Die Würdigung der Grösse des Verschuldens des Beklagten (Art. 43 Abs. 1 OR; BGE 82 II 31) kann nicht zu einer

BGE 87 II 364 (376):

Ermässigung der Ersatzpflicht führen, da dem Beklagten entgegen seiner Ansicht nicht bloss ein leichtes Verschulden vorzuwerfen ist (vgl. Erw. 1 hievor).
Ebensowenig kommt eine Ermässigung gemäss Art. 44 Abs. 1 OR in Frage. Darin, dass die Erstklägerin dem Beklagten gewisse Belege mit Verspätung zustellte, kann nicht ein für den Schaden kausales Mitverschulden erblickt werden, weil der Beklagte diese Belege für die rechtzeitige Einleitung der Klage nicht benötigte (Erw. 1 hievor) und weil er zudem selber nicht behauptet, dass er die Erstklägerin bei Einforderung dieser Belege auf den drohenden Fristablauf hingewiesen habe.
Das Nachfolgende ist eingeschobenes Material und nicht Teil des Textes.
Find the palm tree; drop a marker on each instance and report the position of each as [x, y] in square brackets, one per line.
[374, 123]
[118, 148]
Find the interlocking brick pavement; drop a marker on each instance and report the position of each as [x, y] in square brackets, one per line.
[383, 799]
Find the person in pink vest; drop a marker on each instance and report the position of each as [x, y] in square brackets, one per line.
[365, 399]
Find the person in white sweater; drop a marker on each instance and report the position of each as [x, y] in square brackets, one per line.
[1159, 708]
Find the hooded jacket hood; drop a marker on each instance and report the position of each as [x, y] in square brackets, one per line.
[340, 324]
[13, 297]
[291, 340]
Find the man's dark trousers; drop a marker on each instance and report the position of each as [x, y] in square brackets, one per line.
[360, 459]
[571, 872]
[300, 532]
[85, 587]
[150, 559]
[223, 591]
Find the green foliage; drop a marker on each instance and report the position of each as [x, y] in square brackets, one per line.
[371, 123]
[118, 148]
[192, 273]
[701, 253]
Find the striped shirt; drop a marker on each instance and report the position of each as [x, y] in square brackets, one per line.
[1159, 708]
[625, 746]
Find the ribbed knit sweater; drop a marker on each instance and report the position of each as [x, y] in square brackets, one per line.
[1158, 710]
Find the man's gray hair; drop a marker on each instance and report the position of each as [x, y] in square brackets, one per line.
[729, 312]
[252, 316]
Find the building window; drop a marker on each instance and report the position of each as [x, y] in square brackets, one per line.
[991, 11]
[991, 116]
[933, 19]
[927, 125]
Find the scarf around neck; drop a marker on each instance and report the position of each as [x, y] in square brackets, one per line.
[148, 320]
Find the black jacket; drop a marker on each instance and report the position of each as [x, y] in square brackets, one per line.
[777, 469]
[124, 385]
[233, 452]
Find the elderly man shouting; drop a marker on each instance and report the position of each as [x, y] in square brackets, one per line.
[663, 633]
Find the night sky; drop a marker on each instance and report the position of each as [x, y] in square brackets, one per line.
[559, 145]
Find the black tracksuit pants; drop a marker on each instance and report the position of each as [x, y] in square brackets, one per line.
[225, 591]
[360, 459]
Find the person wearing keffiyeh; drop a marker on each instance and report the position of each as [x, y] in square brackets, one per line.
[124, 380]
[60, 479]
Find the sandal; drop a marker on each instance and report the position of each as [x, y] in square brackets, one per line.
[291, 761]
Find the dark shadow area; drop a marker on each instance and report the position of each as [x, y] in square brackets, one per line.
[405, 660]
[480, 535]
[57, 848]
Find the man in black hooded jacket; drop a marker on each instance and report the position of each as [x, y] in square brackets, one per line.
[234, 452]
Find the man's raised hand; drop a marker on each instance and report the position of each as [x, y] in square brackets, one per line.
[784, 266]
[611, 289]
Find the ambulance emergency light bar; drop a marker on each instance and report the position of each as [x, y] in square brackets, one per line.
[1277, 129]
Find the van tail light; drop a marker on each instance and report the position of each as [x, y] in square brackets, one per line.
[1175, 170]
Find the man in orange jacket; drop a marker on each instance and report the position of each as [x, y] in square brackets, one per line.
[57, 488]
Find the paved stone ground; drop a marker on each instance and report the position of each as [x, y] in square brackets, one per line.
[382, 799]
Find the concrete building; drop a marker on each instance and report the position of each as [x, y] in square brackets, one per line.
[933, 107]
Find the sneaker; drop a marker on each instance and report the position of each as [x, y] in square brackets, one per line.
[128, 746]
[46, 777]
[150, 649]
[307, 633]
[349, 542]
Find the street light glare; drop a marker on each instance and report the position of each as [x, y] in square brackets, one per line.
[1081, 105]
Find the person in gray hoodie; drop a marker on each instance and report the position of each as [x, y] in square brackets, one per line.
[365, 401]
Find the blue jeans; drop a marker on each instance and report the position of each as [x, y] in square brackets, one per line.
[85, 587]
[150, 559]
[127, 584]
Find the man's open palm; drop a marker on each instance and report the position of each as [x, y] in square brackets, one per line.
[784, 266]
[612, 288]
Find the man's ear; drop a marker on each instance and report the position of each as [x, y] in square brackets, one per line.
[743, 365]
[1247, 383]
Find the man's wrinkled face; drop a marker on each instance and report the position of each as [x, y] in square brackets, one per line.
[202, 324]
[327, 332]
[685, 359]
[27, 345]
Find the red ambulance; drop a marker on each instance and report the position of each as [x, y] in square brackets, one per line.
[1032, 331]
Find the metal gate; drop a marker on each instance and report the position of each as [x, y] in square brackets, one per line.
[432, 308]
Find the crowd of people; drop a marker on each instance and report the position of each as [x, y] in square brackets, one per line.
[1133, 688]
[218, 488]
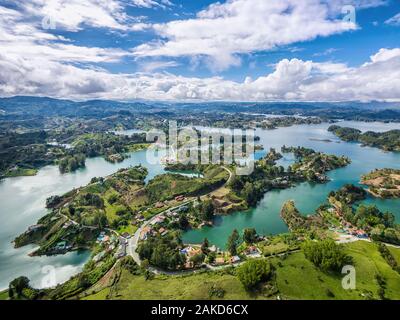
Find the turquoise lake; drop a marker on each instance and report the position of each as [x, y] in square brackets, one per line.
[23, 198]
[308, 197]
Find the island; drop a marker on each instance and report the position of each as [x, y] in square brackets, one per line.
[383, 183]
[388, 141]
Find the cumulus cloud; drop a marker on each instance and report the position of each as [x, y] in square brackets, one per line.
[394, 20]
[292, 80]
[36, 62]
[223, 31]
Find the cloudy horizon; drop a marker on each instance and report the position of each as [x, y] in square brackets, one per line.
[173, 50]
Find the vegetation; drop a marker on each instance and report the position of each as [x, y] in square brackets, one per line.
[163, 252]
[167, 186]
[233, 242]
[389, 141]
[325, 254]
[254, 272]
[349, 194]
[388, 256]
[383, 183]
[71, 163]
[298, 223]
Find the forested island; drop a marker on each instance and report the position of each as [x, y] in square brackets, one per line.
[383, 183]
[388, 141]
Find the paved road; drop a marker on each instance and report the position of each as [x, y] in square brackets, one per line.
[134, 240]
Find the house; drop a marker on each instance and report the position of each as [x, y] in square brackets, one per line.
[157, 220]
[126, 235]
[252, 250]
[179, 198]
[146, 232]
[121, 251]
[35, 227]
[190, 251]
[99, 256]
[159, 205]
[62, 245]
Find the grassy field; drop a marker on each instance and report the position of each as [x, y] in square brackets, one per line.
[4, 295]
[296, 278]
[176, 288]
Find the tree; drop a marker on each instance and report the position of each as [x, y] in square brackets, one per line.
[17, 285]
[325, 254]
[197, 259]
[249, 235]
[233, 242]
[204, 246]
[253, 272]
[206, 210]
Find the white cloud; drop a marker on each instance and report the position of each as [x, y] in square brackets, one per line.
[223, 31]
[151, 66]
[73, 14]
[293, 80]
[152, 3]
[394, 20]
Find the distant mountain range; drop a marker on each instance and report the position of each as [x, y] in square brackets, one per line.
[44, 106]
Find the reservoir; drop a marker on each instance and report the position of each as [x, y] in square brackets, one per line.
[23, 198]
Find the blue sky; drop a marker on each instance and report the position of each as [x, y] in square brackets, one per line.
[263, 50]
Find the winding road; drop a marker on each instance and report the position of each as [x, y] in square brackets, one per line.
[134, 240]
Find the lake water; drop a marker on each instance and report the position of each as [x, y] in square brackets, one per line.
[23, 198]
[308, 197]
[23, 203]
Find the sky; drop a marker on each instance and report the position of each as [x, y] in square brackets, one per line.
[201, 50]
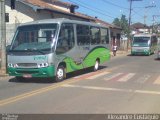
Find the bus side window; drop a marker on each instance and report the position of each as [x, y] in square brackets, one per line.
[104, 36]
[95, 35]
[83, 37]
[66, 39]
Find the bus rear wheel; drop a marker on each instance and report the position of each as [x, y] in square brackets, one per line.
[96, 66]
[60, 74]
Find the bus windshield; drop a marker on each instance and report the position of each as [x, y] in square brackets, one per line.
[141, 41]
[34, 37]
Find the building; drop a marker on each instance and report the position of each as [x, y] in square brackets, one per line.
[140, 28]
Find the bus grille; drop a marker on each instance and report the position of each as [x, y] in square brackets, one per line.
[27, 65]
Dem Beklagten kann aber auch nicht gefolgt werden, wenn er geltend macht, es bedeute ein für den Schaden mitursächliches, dem Zweitkläger anzurechnendes Verschulden, dass dessen Beistand ihn nicht auf den Fristenlauf aufmerksam machte; denn der Beistand durfte sich darauf verlassen, dass der Kläger selber in der Lage sei, die Fristberechnung vorzunehmen.
Demnach erkennt das Bundesgericht:
Die Berufung wird abgewiesen und das Urteil des Appellationshofes des Kantons Bern, II. Zivilkammer, vom 14. Juni 1961 bestätigt.